L’Île n’est pas au milieu de l’Océan, mais dans une ville, un composite entre Bruxelles et Paris, c’est un quartier de maisons vides promises à la démolition que gardent de redoutables vigiles. Mais le chantier traîne, pourquoi ? Est-ce lié à cette valise pleine de billets ? Un homme venu quelques jours dans l’hôtel-restaurant qui borde les palissades, y fait allusion et demande à Jacquot, la petite fille de la maison, de le prévenir si un homme claudiquant à la mine patibulaire venait à se présenter ici.
On retrouve l’enfant (Jacquot pour Jim), l’équivalent de Billy Jones et de Long John Silver, et la plupart des personnages marquants du Stevenson de Treasure Island, mais dans un contexte qui n’est pas celui de Pirates des Caraïbes.
Le scénariste Sylvain Venayre, historien spécialiste du XIXe Siècle et en particulier de la mystique coloniale [1] s’est attaché à transposer le récit de Stevenson pour mieux en démontrer la modernité.
En fait, mieux vaut oublier la référence initiale et y revenir en seconde lecture pour découvrir le chemin initiatique de la petite Jacquot qui découvre la réalité des hommes, leur cupidité et leur absolue violence : " En dessinant le premier meurtre, je me suis rendu compte que c’était la première fois que j’en dessinais un. Même dans Déogratias, on ne voit pas les meurtres proprement dits. C’était une sensation étrange pour moi, vaguement triste et désagréable" nous dit Jean-Philippe Stassen.
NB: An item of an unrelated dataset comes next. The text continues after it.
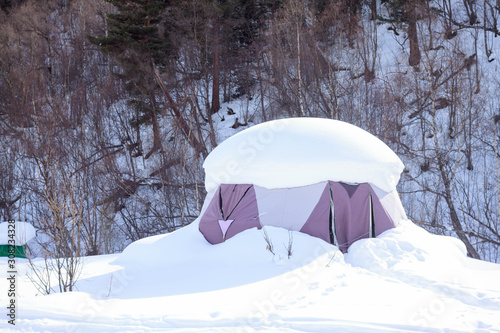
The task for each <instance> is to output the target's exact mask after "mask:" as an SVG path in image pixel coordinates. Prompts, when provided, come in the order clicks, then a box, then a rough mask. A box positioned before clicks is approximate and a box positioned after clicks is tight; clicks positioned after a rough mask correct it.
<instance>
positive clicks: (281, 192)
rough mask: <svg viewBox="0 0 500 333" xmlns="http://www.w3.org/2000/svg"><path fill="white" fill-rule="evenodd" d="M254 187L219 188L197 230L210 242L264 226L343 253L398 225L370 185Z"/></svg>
mask: <svg viewBox="0 0 500 333" xmlns="http://www.w3.org/2000/svg"><path fill="white" fill-rule="evenodd" d="M257 189H258V191H256V189H255V187H254V186H253V185H251V184H240V185H234V184H232V185H230V184H223V185H221V186H220V187H219V188H218V189H217V192H216V193H215V194H214V196H213V198H212V200H211V202H210V204H209V205H208V207H207V208H206V210H205V212H204V213H203V214H202V216H201V219H200V226H199V228H200V231H201V232H202V233H203V235H204V236H205V238H206V239H207V240H208V241H209V242H210V243H212V244H217V243H221V242H223V241H225V240H226V239H228V238H231V237H232V236H234V235H235V234H237V233H239V232H241V231H243V230H246V229H249V228H253V227H257V228H261V223H262V224H265V225H274V226H280V227H283V228H287V229H289V230H294V231H301V232H304V233H307V234H309V235H311V236H314V237H318V238H321V239H322V240H324V241H325V242H328V243H332V244H334V245H336V246H338V247H339V249H340V250H341V251H342V252H344V253H345V252H347V250H348V248H349V246H351V244H352V243H354V242H355V241H357V240H359V239H362V238H368V237H375V236H378V235H380V234H381V233H382V232H384V231H386V230H388V229H390V228H394V227H395V225H396V223H395V221H393V219H392V218H391V216H390V215H389V214H388V213H387V211H386V209H385V208H384V206H383V204H382V203H381V201H380V200H379V197H378V195H377V192H376V191H375V189H374V188H373V187H372V186H371V185H370V184H369V183H361V184H347V183H342V182H334V181H327V182H321V183H317V184H312V185H310V187H307V186H305V187H296V188H287V189H279V190H275V189H266V188H262V187H257ZM378 192H379V193H380V190H379V191H378ZM256 193H257V194H258V195H256ZM320 193H321V194H320ZM318 195H319V197H318ZM264 203H265V204H264ZM259 208H261V209H263V211H259ZM289 210H290V212H289ZM285 211H286V212H285ZM295 211H296V212H300V214H298V213H296V214H294V213H293V212H295ZM309 212H310V213H309ZM289 213H291V214H289ZM269 217H272V218H269Z"/></svg>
Stassen et Venayre se sont rencontrés à Charleroi en 2005 à l’occasion de l’exposition Le Remords de l’homme blanc dont l’historien était le commissaire. Depuis, ils ne se lâchent plus. Ils ont fait un album ensemble chez Futuropolis, une version illustrée de Au Cœur des ténèbres de Joseph Conrad, une petite merveille.
Avec ce nouvel album, Venayre publie sa première BD. Cela donne un livre étrange, très référentiel, auquel le dessin de Stassen imprime une distance qui renforce l’effet métaphorique.